The softball lighting replacement project at David Crockett High School has been put on hold.

The Washington County Board of Education unanimously rejected the two bids it received for the project at its Sept. 5 meeting after setting aside $150,000 from the school system’s fund balance for the light replacement in November. The two bids for the project came in around $100,000 over the available amount.

“The (facilities) committee looked at bids for the softball lighting,” board member and facilities committee chairman Todd Ganger said. “We had two bids. They came in $100,000 over what we allotted and the other was just under $100,000 of what we had allotted. The committee approved rejecting those bids.”

The school system’s maintenance supervisor, Phillip Patrick, said the project was fully engineered by Beeson, Lusk and Street, but after soil borings, a technique used to survey soil by taking several shallow cores out of the sediment, the architect discovered the soil was not conducive to simply setting new poles in the ground.

“They found some unsuitable soil,” Patrick said. “So instead of drilling the holes, setting posts and tapping them in, there must be what we call a floating form or an (area) that is actually 8-by-8-by-4 feet deep. Then they bolt the pole to it so that the poles do not fall over. That’s where the expense came from.”

Patrick said from here he plans to explore options on BuyBoard, a site that provides products and services to local governments across the country. Patrick reminded the board that BLS would have to be paid for their engineering work as well.

The Pioneer softball field is currently lit by six poles with mercury vapor lamps, which are outdated and make it hard to find replacement fixtures, Patrick said at a previous meeting. He also said the poles were placed by the Jonesborough Little League over 20 years ago.

At previous meetings, school officials have said the lights created a safety hazard and were outdated, especially in comparison to the neighboring baseball field lights.

“What they have right now is unsafe,” Ganger said at the November meeting when the board set aside the funds for the project. “We need to fix it. The board needs to be proactive. They’re having trouble finding bulbs for them when the lights do go out. Even if it’s the end of the next softball season, we need to get that done. It’s been long overdue. It’s an embarrassment for those girls.”

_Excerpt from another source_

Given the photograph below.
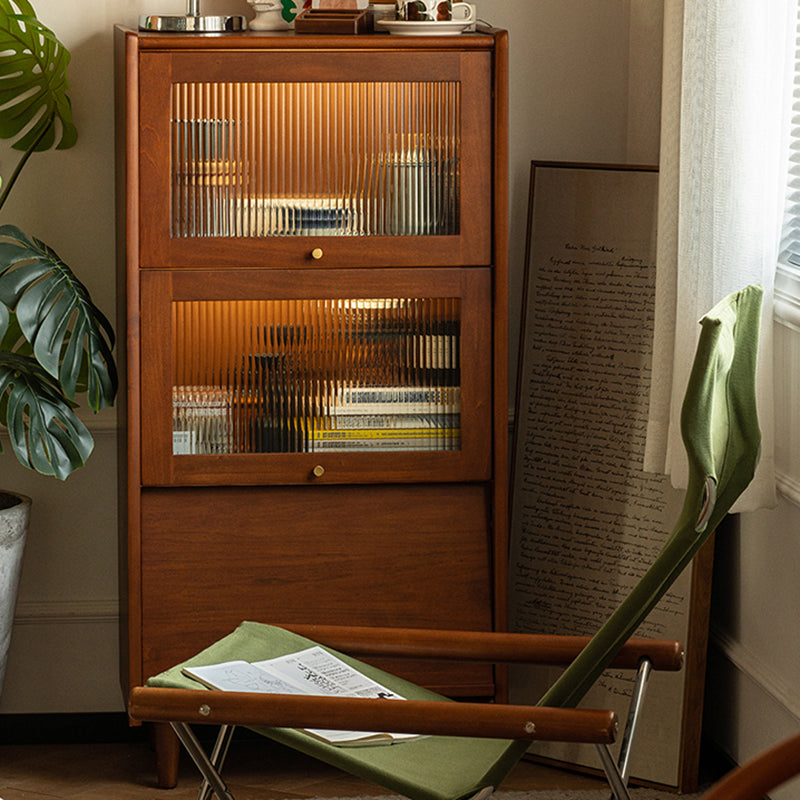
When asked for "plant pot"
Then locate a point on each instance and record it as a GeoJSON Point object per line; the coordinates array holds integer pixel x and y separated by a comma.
{"type": "Point", "coordinates": [15, 510]}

“The current lights are just not sufficient,” Director of Schools Bill Flanary said to the county’s Health, Education and Welfare Committee last year. “More importantly, the boys baseball field is well-lit.”

County officials have also said the lights, if not fixed, could be in violation of Title IX, the civil rights law that requires both male and females are given equitable opportunities to participate in sports.

At the board’s facilities meeting on Sept. 3, board member Chad Fleenor asked about improving the accessibility to the Daniel Boone and David Crockett’s softball fields. Patrick said a plan is in process to make the sidewalks more accessible, though Boone’s walkway would take more in-depth work.